Bir konuya daha değinmek istiyorum. 20 Temmuz Barış Harekatı’nın 43. Yıl dönümünde Anıtkabir de KKTC Ankara Büyükelçisi Sn. Fazıl Can Korkut’un çelenk koyma törenin de Anıtkabir Komutanı Albay orada olmasına karşın Binbaşı tarafından elçimize nezaret edilmesi de bizlerce önemli bir konudur. KKTC devleti, saygın bir devlettir. Gerekli en üst düzey kabulü görmelidir. KKTC ile ilgili en önemli gördüğüm bir hususta Birleşmiş Milletler de yapılan görüşmelerin Rum’lar tarafından bitme noktasına getirilmesidir. Görüşmeler bittikten sonra T. C. Dışişleri Bakanı Sn. Mevlüt Çavuşoğlu’nun bütün dünya’ya Rum’ların etik olmayan davranışlarda bulunduğunu açıklaması da çok önemli olup böyle bir açıklama Türkiye tarafından ilk defa yapılmıştır. Tarih boyunca, özgürlük ve mücadele liderimiz Dr. Fazıl Küçük ve Kurucu Cumhurbaşkanımız Rauf Denktaş ‘ın söyledikleri sözler, yaşadıkları tecrübelerin T.C. Hükümeti tarafından yaşayarak öğrenilmesi geçte olsa sevindirici olmuştur. Eylül ayında tekrar görüşme zemini arama çalışmalarının da yapıldığını duyuyoruz. Bütün dünya’ya görüşmelerin artık bittiğini söyleyen T.C. Dışişleri Bakanı Sn. Mevlüt Çavuşoğlu’nun ve T.C. nin Birleşmiş Milletler nezdinde olası Kıbrıs görüşmelerine tavır alacağını düşünenlerdenim. Söylenen gibi etik olmayan, sahtecilik yapan Güney Kıbrıs Rum Yönetimi ile aynı masaya oturulacağını düşünmüyorum. T.C. ve KKTC’nin onuru bu kez ön plana çıkacaktır.

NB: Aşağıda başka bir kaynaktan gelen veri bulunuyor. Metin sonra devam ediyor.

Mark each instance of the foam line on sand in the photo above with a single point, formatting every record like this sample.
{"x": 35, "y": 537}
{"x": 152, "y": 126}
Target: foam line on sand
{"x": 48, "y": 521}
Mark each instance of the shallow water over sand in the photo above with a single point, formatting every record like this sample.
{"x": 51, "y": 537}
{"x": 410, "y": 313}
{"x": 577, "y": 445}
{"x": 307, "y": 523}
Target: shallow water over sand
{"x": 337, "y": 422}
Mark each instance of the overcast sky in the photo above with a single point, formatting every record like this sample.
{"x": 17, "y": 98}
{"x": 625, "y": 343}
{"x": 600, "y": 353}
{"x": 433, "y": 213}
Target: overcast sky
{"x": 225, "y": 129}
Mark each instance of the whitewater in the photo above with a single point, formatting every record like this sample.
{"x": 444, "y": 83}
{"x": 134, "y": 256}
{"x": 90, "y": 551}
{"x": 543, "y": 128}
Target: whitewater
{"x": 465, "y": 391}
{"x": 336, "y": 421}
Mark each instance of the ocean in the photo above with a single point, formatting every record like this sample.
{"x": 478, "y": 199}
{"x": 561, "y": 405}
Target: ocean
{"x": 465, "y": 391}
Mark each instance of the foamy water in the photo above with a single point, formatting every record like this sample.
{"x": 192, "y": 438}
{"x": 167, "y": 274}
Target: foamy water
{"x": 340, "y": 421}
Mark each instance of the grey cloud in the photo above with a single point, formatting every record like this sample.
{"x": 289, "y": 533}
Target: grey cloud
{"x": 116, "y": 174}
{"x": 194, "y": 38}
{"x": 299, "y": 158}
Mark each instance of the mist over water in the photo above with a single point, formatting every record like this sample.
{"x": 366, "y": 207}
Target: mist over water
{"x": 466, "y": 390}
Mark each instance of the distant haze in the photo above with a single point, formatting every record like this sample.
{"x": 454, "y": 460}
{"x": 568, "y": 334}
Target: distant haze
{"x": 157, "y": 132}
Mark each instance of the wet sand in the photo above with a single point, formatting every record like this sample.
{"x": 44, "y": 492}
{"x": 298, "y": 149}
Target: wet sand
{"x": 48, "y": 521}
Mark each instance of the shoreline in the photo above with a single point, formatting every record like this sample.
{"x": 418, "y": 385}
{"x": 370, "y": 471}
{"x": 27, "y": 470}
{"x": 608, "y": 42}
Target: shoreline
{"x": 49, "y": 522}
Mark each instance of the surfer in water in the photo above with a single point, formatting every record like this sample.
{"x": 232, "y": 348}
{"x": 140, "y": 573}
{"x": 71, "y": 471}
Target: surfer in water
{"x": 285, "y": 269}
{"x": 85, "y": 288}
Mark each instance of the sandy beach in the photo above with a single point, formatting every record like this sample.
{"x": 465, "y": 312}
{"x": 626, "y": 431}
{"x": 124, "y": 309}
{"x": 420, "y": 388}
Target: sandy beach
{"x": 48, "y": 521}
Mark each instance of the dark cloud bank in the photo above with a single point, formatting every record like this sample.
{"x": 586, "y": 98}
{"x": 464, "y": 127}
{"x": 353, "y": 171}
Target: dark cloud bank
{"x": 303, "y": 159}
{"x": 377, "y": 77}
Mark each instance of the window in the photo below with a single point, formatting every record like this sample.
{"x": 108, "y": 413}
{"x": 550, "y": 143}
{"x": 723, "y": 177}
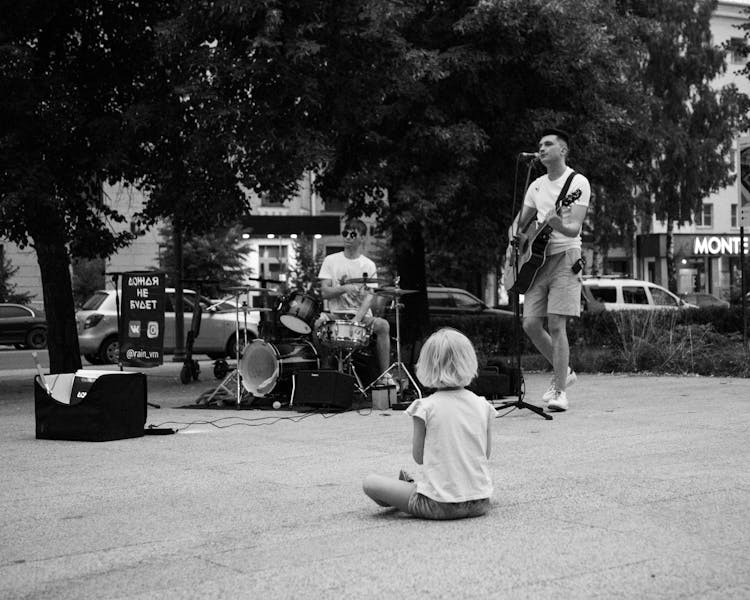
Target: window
{"x": 705, "y": 217}
{"x": 272, "y": 261}
{"x": 440, "y": 299}
{"x": 737, "y": 51}
{"x": 662, "y": 298}
{"x": 337, "y": 206}
{"x": 333, "y": 249}
{"x": 634, "y": 294}
{"x": 604, "y": 294}
{"x": 466, "y": 301}
{"x": 14, "y": 312}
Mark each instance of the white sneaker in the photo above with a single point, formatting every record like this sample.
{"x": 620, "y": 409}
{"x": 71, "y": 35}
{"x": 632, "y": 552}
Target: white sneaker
{"x": 570, "y": 380}
{"x": 559, "y": 403}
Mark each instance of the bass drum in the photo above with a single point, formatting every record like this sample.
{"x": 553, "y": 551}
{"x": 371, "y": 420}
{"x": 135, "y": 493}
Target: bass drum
{"x": 268, "y": 367}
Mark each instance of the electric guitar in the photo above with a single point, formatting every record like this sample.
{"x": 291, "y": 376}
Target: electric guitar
{"x": 532, "y": 255}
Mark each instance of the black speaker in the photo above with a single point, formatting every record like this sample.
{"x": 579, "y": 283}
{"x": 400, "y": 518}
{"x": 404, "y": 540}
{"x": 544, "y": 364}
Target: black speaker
{"x": 98, "y": 408}
{"x": 496, "y": 381}
{"x": 323, "y": 389}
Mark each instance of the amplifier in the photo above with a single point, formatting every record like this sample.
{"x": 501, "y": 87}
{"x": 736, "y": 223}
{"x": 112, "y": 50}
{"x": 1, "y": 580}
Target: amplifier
{"x": 323, "y": 389}
{"x": 492, "y": 382}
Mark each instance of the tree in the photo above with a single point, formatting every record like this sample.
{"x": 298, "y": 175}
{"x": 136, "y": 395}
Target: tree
{"x": 69, "y": 73}
{"x": 213, "y": 261}
{"x": 692, "y": 125}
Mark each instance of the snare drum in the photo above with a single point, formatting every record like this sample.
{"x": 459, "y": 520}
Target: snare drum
{"x": 344, "y": 335}
{"x": 298, "y": 312}
{"x": 267, "y": 367}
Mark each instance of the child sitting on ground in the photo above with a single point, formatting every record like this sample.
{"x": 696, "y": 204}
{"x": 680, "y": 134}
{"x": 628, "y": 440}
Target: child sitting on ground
{"x": 452, "y": 438}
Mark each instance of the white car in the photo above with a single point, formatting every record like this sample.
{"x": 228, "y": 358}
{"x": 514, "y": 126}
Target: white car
{"x": 98, "y": 336}
{"x": 610, "y": 293}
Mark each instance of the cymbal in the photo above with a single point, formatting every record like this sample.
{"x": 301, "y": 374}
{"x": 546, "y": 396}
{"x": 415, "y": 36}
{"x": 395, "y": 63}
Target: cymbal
{"x": 393, "y": 292}
{"x": 246, "y": 288}
{"x": 366, "y": 280}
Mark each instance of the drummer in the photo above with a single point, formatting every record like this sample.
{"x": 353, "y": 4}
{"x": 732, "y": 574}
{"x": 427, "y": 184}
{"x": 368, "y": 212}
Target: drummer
{"x": 353, "y": 300}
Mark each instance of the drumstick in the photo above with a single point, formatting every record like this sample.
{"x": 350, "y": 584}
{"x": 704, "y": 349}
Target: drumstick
{"x": 35, "y": 356}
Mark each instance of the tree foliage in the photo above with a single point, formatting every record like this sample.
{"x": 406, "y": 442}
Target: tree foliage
{"x": 213, "y": 261}
{"x": 412, "y": 110}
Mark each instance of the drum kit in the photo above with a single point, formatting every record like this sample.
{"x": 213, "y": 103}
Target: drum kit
{"x": 266, "y": 366}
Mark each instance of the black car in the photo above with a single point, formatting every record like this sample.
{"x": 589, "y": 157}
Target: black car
{"x": 23, "y": 326}
{"x": 456, "y": 301}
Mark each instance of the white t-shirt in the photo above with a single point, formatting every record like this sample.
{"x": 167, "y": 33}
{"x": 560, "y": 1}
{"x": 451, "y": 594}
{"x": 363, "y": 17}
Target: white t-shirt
{"x": 542, "y": 195}
{"x": 455, "y": 465}
{"x": 339, "y": 269}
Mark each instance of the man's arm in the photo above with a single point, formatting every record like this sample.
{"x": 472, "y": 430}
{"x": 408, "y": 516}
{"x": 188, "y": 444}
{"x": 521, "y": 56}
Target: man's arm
{"x": 328, "y": 290}
{"x": 569, "y": 221}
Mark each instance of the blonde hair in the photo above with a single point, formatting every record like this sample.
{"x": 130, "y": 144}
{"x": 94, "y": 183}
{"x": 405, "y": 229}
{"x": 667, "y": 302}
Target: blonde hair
{"x": 447, "y": 360}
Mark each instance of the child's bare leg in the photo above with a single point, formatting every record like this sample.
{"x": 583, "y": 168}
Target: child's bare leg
{"x": 387, "y": 491}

KKTC 3. Cumhurbaşkanı Sn. Derviş Eroğlu’nun söylemiş olduğu gibi kafamıza yerleşen izolasyonları aşarak beynimizin zincirlerini kırıp, kalıp dışı düşünerek geleceğimiz için yeni projeler ve çözümler üretmeliyiz.

Gazi Mustafa Kemal Atatürk’ün 1922 yılında söylemiş olduğu “Hangi Bağımsızlık vardır ki; yabancıların öğütleri ve planları ile yükselebilsin tarih böyle bir şey kaydetmemiştir.” Sözünü akıllarımızdan çıkarmayarak kendi kendimize yeterli olmak için siyasi ve ekonomik olarak güçlü olabileceğimiz düşünce ve politikalar üretmeli ve gerçekleştirmeliyiz. Haydi! Kıbrıs Türk Halkı ne duruyoruz. Çalışalım ki Bağımsızlığımız sonsuza kadar yaşasın.

Mutlu, sağlıklı bilgili ve uyanık olalım.